Lycopene is a pigment that helps give red fruits and vegetables their color. It has attracted scientific attention due to its effects as a natural antioxidant. Studies have shown that this substance has potent anti-cancer, anti-stress, and anti-inflammatory properties, and helps prevent muscular injury.

What is Lycopene?

Lycopene is a common carotenoid found in fruits and vegetables.

Carotenoids are compounds that give fruits and vegetables their red, orange, and/or yellow color.

They are commonly found in tomatoes, apricots, cranberries, grapes, grapefruits, guava, papayas, peaches, and watermelons.

Lycopenes are not essential for humans but are usually incorporated into the diet.

It has antioxidant properties and has claimed anti-cancer properties.

It is often taken as a supplement, but too much lycopene can lead to skin discoloration.

Health Benefits of Lycopene

In rats, lycopene protects against lung injury (LPS-induced) by reducing inflammation (R).

In rodents, it protects from depression-like behaviors and brain cell injury by reducing LPS-induced inflammation (R).

Treatment with lycopene may protect against muscle injury and inflammation in mice (R).

In rats, lycopene reduced toxin-induced liver damage (R).

In ferrets, it reduced tobacco-associated non-alcoholic fatty liver disease and liver cancer (R).

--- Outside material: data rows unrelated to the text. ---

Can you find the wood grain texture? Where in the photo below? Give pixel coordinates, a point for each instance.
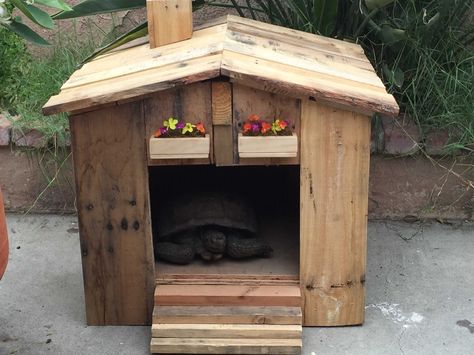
(268, 147)
(228, 331)
(222, 123)
(212, 295)
(169, 21)
(269, 106)
(226, 315)
(278, 59)
(113, 209)
(221, 103)
(333, 219)
(191, 103)
(225, 346)
(3, 237)
(179, 148)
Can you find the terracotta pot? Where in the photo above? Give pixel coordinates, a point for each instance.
(3, 238)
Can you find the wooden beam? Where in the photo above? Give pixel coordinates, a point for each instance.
(227, 331)
(335, 153)
(222, 123)
(227, 315)
(113, 208)
(169, 21)
(225, 346)
(212, 295)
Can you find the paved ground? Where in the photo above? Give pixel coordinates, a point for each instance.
(420, 291)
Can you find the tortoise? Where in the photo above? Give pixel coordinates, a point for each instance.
(208, 225)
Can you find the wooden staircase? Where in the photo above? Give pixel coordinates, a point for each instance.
(227, 318)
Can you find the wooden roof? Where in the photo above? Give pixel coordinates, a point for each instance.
(253, 53)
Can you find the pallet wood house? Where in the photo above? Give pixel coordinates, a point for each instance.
(229, 68)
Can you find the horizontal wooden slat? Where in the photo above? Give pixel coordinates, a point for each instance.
(285, 60)
(226, 315)
(229, 331)
(224, 346)
(171, 295)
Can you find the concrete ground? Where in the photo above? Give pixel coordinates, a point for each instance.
(420, 291)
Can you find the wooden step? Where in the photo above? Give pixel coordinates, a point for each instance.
(224, 346)
(220, 295)
(229, 331)
(226, 315)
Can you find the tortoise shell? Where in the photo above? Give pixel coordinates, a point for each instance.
(193, 210)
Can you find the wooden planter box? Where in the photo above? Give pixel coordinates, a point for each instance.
(268, 147)
(179, 148)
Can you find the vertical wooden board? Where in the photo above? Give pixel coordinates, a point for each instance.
(222, 123)
(113, 208)
(169, 21)
(269, 106)
(190, 103)
(333, 219)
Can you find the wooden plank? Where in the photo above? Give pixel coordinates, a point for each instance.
(221, 103)
(223, 145)
(333, 221)
(121, 88)
(179, 148)
(222, 123)
(225, 346)
(169, 21)
(304, 83)
(282, 34)
(190, 103)
(113, 209)
(228, 331)
(226, 315)
(303, 58)
(269, 106)
(212, 295)
(268, 147)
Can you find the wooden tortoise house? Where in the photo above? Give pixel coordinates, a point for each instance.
(311, 191)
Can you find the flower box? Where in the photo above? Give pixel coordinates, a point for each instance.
(268, 146)
(179, 148)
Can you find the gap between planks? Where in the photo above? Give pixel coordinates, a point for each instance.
(225, 346)
(227, 331)
(227, 315)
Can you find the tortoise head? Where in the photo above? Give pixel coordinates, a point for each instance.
(213, 240)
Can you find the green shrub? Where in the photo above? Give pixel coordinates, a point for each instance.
(14, 64)
(422, 49)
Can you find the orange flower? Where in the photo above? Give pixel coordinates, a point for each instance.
(254, 118)
(283, 124)
(200, 127)
(266, 127)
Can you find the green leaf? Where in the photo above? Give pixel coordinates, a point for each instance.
(27, 33)
(55, 4)
(34, 14)
(137, 32)
(326, 13)
(377, 4)
(390, 35)
(93, 7)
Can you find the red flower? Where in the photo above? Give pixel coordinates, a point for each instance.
(283, 124)
(266, 127)
(200, 127)
(247, 127)
(254, 118)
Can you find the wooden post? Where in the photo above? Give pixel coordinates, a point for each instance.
(169, 21)
(335, 154)
(114, 218)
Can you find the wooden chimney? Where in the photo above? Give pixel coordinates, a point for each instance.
(169, 21)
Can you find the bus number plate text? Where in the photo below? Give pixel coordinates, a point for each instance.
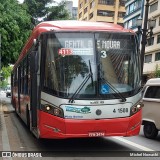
(96, 134)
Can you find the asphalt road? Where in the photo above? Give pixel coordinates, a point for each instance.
(15, 136)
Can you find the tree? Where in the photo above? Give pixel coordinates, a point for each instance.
(5, 73)
(14, 30)
(46, 10)
(57, 12)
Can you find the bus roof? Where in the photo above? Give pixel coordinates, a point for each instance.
(153, 81)
(68, 25)
(81, 25)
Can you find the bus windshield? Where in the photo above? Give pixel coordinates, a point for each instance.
(109, 59)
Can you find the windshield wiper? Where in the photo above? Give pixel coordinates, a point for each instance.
(114, 89)
(90, 75)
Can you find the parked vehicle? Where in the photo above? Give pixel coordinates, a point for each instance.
(151, 109)
(8, 91)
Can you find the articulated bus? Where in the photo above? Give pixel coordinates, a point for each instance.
(79, 79)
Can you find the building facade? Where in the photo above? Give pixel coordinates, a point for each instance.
(111, 11)
(72, 10)
(152, 50)
(134, 10)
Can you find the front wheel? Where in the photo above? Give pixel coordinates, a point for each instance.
(150, 130)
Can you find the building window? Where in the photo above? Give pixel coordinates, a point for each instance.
(148, 58)
(106, 2)
(158, 38)
(92, 4)
(134, 6)
(157, 56)
(81, 5)
(153, 7)
(122, 2)
(91, 15)
(105, 13)
(85, 19)
(150, 41)
(121, 14)
(132, 22)
(80, 15)
(85, 10)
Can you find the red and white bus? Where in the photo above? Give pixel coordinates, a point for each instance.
(79, 79)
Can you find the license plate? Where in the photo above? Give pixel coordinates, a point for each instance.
(96, 134)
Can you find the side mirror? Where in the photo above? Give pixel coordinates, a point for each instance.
(34, 62)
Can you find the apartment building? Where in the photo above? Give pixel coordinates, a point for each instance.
(72, 10)
(111, 11)
(134, 10)
(152, 51)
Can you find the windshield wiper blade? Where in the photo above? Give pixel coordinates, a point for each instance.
(114, 89)
(90, 75)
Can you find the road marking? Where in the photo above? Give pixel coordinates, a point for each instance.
(133, 144)
(5, 140)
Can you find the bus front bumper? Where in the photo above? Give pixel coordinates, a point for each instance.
(53, 127)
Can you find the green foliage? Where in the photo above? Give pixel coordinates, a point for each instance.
(14, 30)
(5, 73)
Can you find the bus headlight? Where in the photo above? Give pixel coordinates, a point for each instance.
(136, 108)
(52, 110)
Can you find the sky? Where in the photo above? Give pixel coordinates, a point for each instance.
(75, 2)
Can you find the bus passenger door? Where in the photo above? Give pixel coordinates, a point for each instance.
(34, 87)
(19, 89)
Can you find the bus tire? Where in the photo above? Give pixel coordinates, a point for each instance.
(150, 130)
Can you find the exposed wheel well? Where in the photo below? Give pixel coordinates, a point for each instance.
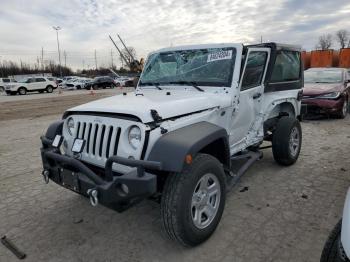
(218, 149)
(288, 108)
(280, 110)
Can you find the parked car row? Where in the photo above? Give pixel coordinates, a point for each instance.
(76, 83)
(326, 91)
(5, 81)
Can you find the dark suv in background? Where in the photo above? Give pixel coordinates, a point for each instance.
(101, 82)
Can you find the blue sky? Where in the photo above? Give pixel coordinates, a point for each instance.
(26, 26)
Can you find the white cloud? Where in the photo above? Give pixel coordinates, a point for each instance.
(26, 26)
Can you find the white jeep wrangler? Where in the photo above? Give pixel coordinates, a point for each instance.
(180, 138)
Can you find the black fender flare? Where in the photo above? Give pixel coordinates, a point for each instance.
(171, 149)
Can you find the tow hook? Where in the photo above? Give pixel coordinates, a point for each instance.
(93, 197)
(46, 174)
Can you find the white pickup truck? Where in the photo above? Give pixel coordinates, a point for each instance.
(39, 84)
(196, 113)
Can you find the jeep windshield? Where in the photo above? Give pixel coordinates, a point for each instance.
(196, 67)
(323, 76)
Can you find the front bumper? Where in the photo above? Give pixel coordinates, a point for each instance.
(110, 189)
(329, 106)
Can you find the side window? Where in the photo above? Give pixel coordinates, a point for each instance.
(254, 70)
(287, 67)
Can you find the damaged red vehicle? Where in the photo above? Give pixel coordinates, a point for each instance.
(326, 90)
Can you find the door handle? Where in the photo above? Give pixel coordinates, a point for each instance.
(256, 96)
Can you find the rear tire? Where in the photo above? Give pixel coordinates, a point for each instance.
(22, 91)
(286, 141)
(332, 250)
(193, 201)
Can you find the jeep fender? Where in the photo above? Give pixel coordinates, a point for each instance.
(171, 149)
(289, 106)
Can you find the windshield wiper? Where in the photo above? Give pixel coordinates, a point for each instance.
(190, 83)
(151, 84)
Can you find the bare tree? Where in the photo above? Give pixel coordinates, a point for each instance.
(342, 37)
(126, 54)
(324, 42)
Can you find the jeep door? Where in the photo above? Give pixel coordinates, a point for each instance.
(250, 96)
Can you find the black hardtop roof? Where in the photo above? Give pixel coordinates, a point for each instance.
(277, 46)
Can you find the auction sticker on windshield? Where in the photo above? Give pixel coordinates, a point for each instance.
(221, 55)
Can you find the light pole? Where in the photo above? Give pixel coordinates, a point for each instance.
(57, 28)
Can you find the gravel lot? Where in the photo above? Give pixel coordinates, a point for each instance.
(285, 215)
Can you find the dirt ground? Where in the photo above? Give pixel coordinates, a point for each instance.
(285, 214)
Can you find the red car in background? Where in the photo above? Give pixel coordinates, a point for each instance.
(326, 90)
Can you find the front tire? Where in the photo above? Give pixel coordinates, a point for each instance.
(193, 201)
(286, 141)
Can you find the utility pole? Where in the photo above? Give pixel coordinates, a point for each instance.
(112, 58)
(42, 58)
(65, 58)
(95, 60)
(57, 28)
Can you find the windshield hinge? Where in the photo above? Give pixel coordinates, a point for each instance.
(156, 117)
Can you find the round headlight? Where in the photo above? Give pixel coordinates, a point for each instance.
(134, 136)
(70, 126)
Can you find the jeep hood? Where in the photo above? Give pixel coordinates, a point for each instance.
(139, 104)
(321, 88)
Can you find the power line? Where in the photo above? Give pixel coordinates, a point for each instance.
(95, 60)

Lycopene preserves sperm functionality and prevents sperm mutations caused by oxidative stress due to its antioxidant properties (R).

In humans, lycopene supplementation protects skin against harmful UV effects (R).

In patients with ulcerative colitis, lycopene reduced fecal blood, mucus, and pus (R).

In rats, lycopene reduced spinal cord injury by promoting the repair of the blood-spinal cord barrier (R).

A meta-analyses found that Lycopene suppl, when taken at more than 12 mg/day, decrease systolic blood pressure, particularly among Asians or population with higher baseline blood pressure (R).